Robert Richardson is one of the best cinematographers in the history of ever.
With films like Once Upon a Time In Hollywood, The Aviator, Bringing Out the Dead, and JFK on his resume, Richardson has earned both three Academy Awards for Best Cinematography as well as the respect of both his peers and his fans for churning out consistently impressive and "can't-look-away" visuals. Even though he rotates through directors like Scorsese and Tarantino, audiences always know when they're watching a Robert Richardson joint. His signature use of a harsh overhead light in a scene is a dead giveaway.
So how does he do it? How does he pull off such arresting visuals so effortlessly? See for yourself.

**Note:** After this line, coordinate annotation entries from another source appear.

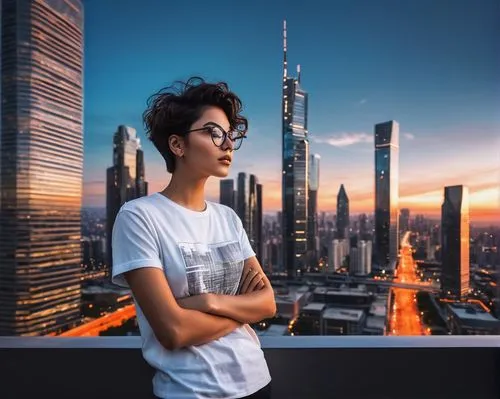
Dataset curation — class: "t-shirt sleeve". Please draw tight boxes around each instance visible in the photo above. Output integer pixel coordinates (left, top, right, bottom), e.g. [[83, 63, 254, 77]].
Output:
[[232, 211, 255, 260], [111, 209, 163, 288]]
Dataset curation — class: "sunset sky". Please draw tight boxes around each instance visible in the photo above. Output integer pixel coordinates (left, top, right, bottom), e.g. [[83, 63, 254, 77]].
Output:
[[83, 0, 500, 223]]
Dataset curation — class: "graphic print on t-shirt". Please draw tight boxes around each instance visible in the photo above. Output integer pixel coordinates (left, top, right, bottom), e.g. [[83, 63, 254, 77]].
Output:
[[178, 241, 243, 295]]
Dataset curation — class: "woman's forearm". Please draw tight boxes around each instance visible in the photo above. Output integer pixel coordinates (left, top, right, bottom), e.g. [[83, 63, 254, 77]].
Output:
[[210, 287, 276, 324], [175, 309, 242, 349]]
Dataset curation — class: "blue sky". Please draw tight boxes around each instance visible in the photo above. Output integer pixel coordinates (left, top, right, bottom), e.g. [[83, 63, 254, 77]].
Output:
[[84, 0, 500, 225]]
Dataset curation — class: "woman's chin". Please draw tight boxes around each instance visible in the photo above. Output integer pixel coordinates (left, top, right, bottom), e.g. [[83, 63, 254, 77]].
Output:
[[212, 166, 229, 177]]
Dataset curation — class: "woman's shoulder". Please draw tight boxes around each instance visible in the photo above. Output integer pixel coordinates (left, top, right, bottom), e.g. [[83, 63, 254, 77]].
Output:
[[207, 201, 237, 218], [120, 193, 160, 219]]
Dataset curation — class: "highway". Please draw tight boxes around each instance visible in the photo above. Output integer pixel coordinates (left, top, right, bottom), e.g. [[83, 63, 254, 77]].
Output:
[[387, 232, 430, 335], [58, 305, 135, 337]]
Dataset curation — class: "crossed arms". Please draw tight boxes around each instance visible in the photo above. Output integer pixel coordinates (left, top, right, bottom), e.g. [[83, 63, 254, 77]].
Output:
[[125, 256, 276, 350]]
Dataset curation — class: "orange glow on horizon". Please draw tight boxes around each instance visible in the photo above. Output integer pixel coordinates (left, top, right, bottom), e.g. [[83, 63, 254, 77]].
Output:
[[84, 179, 500, 224]]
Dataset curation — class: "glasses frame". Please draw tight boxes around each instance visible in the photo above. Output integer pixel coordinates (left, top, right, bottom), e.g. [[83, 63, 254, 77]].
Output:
[[186, 122, 247, 151]]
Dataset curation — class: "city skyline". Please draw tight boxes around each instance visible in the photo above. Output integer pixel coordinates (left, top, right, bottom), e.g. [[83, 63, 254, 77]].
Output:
[[83, 1, 500, 223]]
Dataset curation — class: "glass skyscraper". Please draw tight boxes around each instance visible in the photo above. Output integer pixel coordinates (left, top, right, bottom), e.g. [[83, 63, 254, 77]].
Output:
[[0, 0, 83, 336], [337, 184, 349, 239], [375, 121, 399, 271], [282, 21, 309, 279], [219, 179, 235, 209], [441, 186, 470, 299], [307, 154, 321, 264], [106, 125, 148, 266], [236, 172, 248, 232]]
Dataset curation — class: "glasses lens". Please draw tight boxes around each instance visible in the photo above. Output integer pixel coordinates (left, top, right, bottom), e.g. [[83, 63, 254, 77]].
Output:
[[210, 126, 224, 147], [233, 133, 243, 150]]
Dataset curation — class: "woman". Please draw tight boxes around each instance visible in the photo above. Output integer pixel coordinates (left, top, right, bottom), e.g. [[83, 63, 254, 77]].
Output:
[[112, 78, 276, 399]]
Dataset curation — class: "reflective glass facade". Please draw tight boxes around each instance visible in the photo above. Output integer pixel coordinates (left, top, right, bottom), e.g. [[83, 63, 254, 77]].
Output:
[[0, 0, 83, 335], [375, 121, 399, 270], [106, 125, 148, 265], [282, 73, 309, 278], [307, 154, 321, 258], [441, 186, 470, 299], [337, 184, 349, 238]]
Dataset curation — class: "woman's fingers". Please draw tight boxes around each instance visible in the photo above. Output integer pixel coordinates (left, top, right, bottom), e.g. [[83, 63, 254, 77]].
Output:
[[241, 268, 259, 294], [247, 272, 263, 292]]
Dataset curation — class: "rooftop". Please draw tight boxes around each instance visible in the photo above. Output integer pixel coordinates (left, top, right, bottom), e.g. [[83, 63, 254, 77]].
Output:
[[323, 308, 364, 321], [0, 336, 500, 399]]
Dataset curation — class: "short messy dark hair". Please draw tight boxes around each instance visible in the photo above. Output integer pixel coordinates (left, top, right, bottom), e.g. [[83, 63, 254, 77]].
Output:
[[143, 77, 248, 173]]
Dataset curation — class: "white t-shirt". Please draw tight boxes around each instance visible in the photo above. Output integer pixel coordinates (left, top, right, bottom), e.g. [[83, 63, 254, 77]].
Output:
[[112, 193, 271, 399]]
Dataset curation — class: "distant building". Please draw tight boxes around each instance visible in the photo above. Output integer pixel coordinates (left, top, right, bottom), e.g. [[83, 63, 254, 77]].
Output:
[[337, 184, 349, 239], [445, 302, 500, 335], [374, 121, 399, 271], [106, 125, 148, 268], [219, 179, 236, 211], [441, 186, 470, 299], [321, 308, 366, 335]]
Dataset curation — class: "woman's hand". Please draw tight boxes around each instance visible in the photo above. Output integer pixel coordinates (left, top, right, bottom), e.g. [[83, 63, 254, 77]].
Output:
[[238, 267, 265, 294], [177, 293, 217, 313]]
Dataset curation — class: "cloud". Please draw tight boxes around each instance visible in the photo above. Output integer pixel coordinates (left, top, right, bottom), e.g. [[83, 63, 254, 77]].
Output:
[[312, 132, 373, 147]]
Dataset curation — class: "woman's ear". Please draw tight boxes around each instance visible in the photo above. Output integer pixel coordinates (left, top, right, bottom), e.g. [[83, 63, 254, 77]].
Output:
[[168, 134, 184, 158]]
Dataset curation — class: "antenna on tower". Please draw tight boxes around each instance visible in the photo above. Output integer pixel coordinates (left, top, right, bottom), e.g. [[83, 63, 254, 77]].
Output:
[[283, 19, 288, 79]]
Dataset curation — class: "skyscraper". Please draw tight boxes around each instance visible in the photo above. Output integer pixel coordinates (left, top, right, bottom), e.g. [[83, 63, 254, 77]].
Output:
[[375, 121, 399, 271], [255, 184, 264, 262], [337, 184, 349, 239], [247, 175, 258, 252], [236, 172, 248, 233], [282, 21, 309, 279], [219, 179, 235, 209], [135, 148, 148, 198], [441, 186, 469, 299], [0, 0, 84, 336], [399, 208, 410, 233], [106, 125, 148, 267], [307, 154, 321, 264]]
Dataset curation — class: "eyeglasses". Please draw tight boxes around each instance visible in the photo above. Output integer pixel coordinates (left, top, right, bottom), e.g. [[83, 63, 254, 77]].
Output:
[[186, 123, 246, 151]]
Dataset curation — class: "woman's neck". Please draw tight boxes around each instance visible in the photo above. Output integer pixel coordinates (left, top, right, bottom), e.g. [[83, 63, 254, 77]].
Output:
[[161, 173, 207, 212]]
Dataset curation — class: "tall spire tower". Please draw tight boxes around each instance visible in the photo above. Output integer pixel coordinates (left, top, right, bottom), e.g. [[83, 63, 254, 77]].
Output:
[[281, 21, 309, 279]]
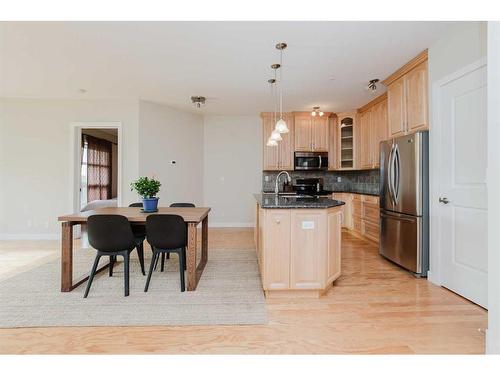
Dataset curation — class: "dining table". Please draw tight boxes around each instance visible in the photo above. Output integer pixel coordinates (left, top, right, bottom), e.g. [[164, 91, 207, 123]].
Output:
[[58, 207, 210, 292]]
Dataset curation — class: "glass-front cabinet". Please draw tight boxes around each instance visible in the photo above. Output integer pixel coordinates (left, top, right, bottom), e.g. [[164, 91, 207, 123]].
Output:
[[337, 112, 356, 169]]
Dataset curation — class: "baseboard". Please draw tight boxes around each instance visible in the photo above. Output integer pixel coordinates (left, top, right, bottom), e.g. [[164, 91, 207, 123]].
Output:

In honor of his birthday today, we found the above video that breaks down his process by profiling some of his most iconic films and how he shot them. Our friends at Wolfcrow have done the filmmaking community a great service here. In less than 20 minutes, they have complied an "Advanced Cinematography" course and profile of the cameraman in a very user-friendly way.
For a resume as long and varied as Richardson's it is fascinating to see how consistent he is at using lighting and camera to service character and story in some truly enviable ways.
His fidelity to visual storytelling, to telling narratives as interesting visually as they are honest emotionally, is a cornerstone of his work. It shows us how to make it one of ours, as well.